Por lo tanto, no tenemos que hacer el gesto de una penitencia ostentosa, fingiendo una mortificación exterior que la Iglesia no nos pide. Lo que se nos propone es literalmente un cambio de corazón, renunciando, sin andarse con rodeos, a todo lo que nuestro amor propio comporta de opacidad y oscuridad, limites y parcialidad, de alarde de nosotros mismos y desprecio del otro.

La noche de la agonia del Señor, como el combate que sostuvo en el desierto, fue un cuerpo a cuerpo con esta muerte que tiene el rostro del pecado, que tiene su raíces en todos los rechazos al amor que la humanidad no ha dejado de oponer a la ternura divina, que no ha dejado nunca de brillar en nuestras tinieblas.

La Cuaresma nos invita a meditar sobre este dolor que Cristo ha asumido sobre sí por nosotros, identificándose con nosotros y agotando la fuente abriéndonos a su Luz, dejándonos invadir por su Amor.

Por esto nuestra primera preocupación debe ser crear silencio en nosotros, recogernos cada día algunos minutos para comprender su llamada a vivir Su vida como la nuestra. Pues el Reino de Dios es precisamente como sugiere un gran poeta, dejarle vivir en la vida que Él siembra. 

Así, si nosotros podemos, cada día un poco mejor, eclipsarnos en Él y dejar que Él se transparente en nosotros, esta Cuaresma será el más bello de los milagros. Según la medida de nuestro amor, Cristo dejará de ser en nosotros el Señor crucificado para convertirse en el Señor resucitado.

La Pascua, entonces, ya no será el simple recuerdo de un acontecimiento pasado, sino la realidad más actual de nuestra vida.

Así es como Pascal entendía la vocación del cristiano, mientras escribía estas palabras que expresan maravillosamente el sentido de nuestra Cuaresma: «Jesús estará en agonia hasta el fin del mundo; no debemos dormir durante este tiempo».

Maurice Zundel


Dejar que Él se transparente en nosotros

La Cuaresma no es simplemente un tiempo de espera inactivo, en el que nos detenemos mientras llegan la Semana Santa y la Pascua. Es un tiempo que puede y debe ser fecundo. Fecundo en el silencio, en la oración, en la liturgia. Fecundo en la vida cotidiana. Del camino que recorre el cristiano, éste seguramente es un trecho no asfaltado: es como esas pistas que te encuentras en el desierto o en medio de los bosques tropicales, donde el recorrido está marcado por las huellas de los que han pasado antes que tú. Suelen ser caminos solitarios y esta soledad, si está habitada, nos hace ahondar en la conciencia del don que hemos recibido y de Quién lo hemos recibido. Y si tenemos esta conciencia, nos será imposible no dejar "eclipsarnos por Él y dejar que Él se transparente en nosotros".
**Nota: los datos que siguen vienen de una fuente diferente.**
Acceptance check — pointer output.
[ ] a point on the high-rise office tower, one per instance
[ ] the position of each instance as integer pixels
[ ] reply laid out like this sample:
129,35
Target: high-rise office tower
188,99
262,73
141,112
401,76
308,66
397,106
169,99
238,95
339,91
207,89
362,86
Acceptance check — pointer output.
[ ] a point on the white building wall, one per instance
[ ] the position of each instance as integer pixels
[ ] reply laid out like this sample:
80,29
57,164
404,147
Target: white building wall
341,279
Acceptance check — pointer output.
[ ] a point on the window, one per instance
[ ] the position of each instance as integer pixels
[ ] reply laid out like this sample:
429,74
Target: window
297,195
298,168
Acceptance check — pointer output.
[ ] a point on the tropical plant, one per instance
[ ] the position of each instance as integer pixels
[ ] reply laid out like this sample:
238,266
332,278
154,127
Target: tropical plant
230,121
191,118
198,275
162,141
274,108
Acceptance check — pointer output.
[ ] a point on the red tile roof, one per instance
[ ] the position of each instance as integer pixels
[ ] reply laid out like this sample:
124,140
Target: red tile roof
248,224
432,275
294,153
Este es un tiempo que nos interpela a profundizar dentro de nosotros a la luz del Señor, pues Él es el perno de nuestra existencia. Si me desplazo de este eje, todo se vuelve trágico. Y no lo es. La vida ciertamente es dramática muchas veces, y muchos de los hechos que nos suceden, a nosotros o a nuestros seres queridos, lo corroboran. Pero no es una tragedia. La vida es una realidad: debemos ser capaces de mirarla con los ojos de la fe. Apartarse de ésta es caer en sentimentalismos, es dejar nuestra vida en manos de emociones que nos zarandean de un lado a otro. Ciertamente, todos estamos heridos por el pecado original, pero no estamos "deshauciados". El amor y la ternura que Dios ha demostrado con cada uno de nosotros, a pesar de nuestro rechazo, que puede durar años, se ha cristalizado en lo que pasará en breve. Dios sufrió, Su corazón sufrió al ver a su Hijo escarnecido y sacrificado de ese modo, pero el Amor por nosotros era –es– tan grande, que sólo a través del holocausto de Su Hijo podíamos salvarnos de esa herida inicial. ¿Hay amor más grande que el de ofrecer la vida del propio Hijo por nosotros, por cada uno de nosotros individualmente?

Por eso este periodo, como dice Zundel, nos pide una conversión, un cambio en nuestro corazón, para que deje de ser de piedra y pase a ser de carne, con toda nuestra humanidad herida, para que se reconozca en la humanidad redentora de Cristo.